If you do work against a force, and then the force disappears, how could you recover the energy you put in?Leo Liu said:Can anyone please tell me why time varying force F is not conservative?
Thanks for that, but my question was addressed to the OP.Physics4Funn said:1) and 2), time and velocity are definitely related: v=distance/time. But, especially at the time of creation of the concept of conservative force, time and space were considered completely separate and different. Now that we know that time and space are related, then whole subject can become more complicated.
I always keep specific examples of phenomenon in mind to keep my understanding specific.
Yet how could you make a pair of forces disappear?A.T. said:If you do work against a force, and then the force disappears, how could you recover the energy you put in?
Make it time dependent.Leo Liu said:Yet how could you make a pair of forces disappear?
Move it back where there is a force, then let the force do the work.Leo Liu said:Also, I would like to know how you can recover the energy after counteracting a force to move an object to a region in which the force and its paired force disappear.
An example: a book on the floor. No net force: a pair of forces that seem to disappear. Gravity pulling down. Floor pushing up. Lift the book to the table: work is done on the book. On the table, again no net force: gravity pulling down, table pushing up. Since gravity is conservative, then extract that work by pushing the book off the table and gravity pulls it down returning that work of lifting as kinetic energy.Leo Liu said:Yet how could you make a pair of forces disappear?
Also, I would like to know how you can recover the energy after counteracting a force to move an object to a region in which the force and its paired force disappear.
A time varying force is nonconservative because it does not follow the principles of conservative forces, which state that the work done by a force should be independent of the path taken. In other words, the work done by a conservative force only depends on the initial and final positions, not the path taken. However, a time varying force changes over time and therefore, the work done by this force can vary depending on the path taken, making it nonconservative.
A time varying force violates the principle of conservation of energy because it can change the total mechanical energy of a system. Conservative forces, on the other hand, do not change the total mechanical energy of a system as they only transfer energy between different forms, such as potential and kinetic energy.
No, a time varying force cannot be conservative. As mentioned earlier, conservative forces follow the principle that the work done by the force is independent of the path taken. Since a time varying force does not follow this principle, it cannot be classified as a conservative force.

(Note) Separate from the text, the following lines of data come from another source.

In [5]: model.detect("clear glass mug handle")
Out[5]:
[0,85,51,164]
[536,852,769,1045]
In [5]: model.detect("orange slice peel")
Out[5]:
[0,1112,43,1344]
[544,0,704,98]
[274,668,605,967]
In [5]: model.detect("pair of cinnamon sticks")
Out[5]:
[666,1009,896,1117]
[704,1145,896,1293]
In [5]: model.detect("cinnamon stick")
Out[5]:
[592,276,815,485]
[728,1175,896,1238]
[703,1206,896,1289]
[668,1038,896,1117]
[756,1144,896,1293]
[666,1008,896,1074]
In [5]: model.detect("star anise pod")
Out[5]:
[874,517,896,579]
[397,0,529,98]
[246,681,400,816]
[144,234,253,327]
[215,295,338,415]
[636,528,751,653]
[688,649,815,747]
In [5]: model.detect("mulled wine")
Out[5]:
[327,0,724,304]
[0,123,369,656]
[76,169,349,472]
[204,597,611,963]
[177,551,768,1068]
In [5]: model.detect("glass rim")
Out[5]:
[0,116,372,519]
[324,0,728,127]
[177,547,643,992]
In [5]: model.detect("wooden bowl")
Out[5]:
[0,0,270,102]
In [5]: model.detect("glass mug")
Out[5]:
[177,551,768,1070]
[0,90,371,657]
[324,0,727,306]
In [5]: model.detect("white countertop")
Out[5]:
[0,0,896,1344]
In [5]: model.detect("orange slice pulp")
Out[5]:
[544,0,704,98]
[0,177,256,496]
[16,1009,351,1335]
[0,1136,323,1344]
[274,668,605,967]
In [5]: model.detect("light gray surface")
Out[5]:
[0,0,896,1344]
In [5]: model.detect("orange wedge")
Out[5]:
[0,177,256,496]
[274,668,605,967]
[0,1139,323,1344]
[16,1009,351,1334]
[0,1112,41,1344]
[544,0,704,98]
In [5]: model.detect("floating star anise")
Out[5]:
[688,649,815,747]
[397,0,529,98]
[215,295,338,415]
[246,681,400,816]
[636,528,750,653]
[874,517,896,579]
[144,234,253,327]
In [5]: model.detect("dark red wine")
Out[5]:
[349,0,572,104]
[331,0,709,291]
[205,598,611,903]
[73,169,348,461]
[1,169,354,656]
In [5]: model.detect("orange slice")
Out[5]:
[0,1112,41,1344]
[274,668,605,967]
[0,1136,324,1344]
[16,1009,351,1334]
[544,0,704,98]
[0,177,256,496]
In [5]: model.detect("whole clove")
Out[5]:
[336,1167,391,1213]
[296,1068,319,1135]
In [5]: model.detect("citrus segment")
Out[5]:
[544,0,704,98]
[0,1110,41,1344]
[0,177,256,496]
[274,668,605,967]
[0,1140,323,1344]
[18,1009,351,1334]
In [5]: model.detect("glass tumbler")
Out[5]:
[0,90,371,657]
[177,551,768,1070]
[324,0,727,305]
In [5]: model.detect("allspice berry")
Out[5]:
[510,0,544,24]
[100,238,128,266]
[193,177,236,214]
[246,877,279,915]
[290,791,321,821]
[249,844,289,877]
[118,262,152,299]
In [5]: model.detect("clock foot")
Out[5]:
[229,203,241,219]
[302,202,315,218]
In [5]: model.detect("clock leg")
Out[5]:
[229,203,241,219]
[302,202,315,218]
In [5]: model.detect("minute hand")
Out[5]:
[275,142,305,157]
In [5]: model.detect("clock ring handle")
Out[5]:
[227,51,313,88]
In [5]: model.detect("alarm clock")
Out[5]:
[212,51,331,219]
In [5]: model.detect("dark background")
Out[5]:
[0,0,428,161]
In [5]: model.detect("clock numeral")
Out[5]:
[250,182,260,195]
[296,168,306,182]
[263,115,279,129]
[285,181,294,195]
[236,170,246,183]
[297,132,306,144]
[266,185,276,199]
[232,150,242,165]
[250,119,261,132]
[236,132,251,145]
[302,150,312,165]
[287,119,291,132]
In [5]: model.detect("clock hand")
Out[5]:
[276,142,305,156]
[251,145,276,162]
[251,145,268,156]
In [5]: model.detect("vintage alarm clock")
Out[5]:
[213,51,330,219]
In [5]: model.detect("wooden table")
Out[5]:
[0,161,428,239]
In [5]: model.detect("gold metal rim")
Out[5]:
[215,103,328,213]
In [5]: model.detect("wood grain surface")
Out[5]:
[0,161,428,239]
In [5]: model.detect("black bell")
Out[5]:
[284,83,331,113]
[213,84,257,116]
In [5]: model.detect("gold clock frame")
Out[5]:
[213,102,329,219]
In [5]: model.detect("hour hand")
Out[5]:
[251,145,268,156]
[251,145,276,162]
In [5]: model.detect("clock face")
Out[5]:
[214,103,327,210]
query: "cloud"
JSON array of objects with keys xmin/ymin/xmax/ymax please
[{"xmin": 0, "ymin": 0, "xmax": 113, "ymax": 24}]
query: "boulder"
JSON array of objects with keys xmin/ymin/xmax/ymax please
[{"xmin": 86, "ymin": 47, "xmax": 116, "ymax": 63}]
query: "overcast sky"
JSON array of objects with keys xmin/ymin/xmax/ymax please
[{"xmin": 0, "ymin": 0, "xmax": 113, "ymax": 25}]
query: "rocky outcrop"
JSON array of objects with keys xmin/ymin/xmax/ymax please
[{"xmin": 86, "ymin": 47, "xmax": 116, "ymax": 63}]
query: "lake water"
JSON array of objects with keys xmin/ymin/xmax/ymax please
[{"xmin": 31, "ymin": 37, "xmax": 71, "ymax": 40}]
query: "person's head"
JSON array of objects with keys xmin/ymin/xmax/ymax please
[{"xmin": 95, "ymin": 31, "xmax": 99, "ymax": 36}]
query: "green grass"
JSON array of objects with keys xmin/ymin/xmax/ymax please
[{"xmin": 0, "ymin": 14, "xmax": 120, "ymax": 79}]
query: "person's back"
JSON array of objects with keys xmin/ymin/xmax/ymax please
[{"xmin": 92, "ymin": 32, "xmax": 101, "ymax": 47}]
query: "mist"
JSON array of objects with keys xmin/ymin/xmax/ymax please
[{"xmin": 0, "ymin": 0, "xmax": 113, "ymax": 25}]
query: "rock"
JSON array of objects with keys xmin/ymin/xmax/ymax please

A time varying force can affect the path of an object by causing it to deviate from a straight line. This is because the work done by a nonconservative force is path-dependent, meaning that the path taken by the object will affect the amount of work done and therefore, the resulting motion of the object.
Examples of time varying forces include friction, air resistance, and drag. These forces change over time as the object moves and can affect the path and speed of the object. Other examples include magnetic and electric forces, which can vary depending on the position and orientation of the objects involved.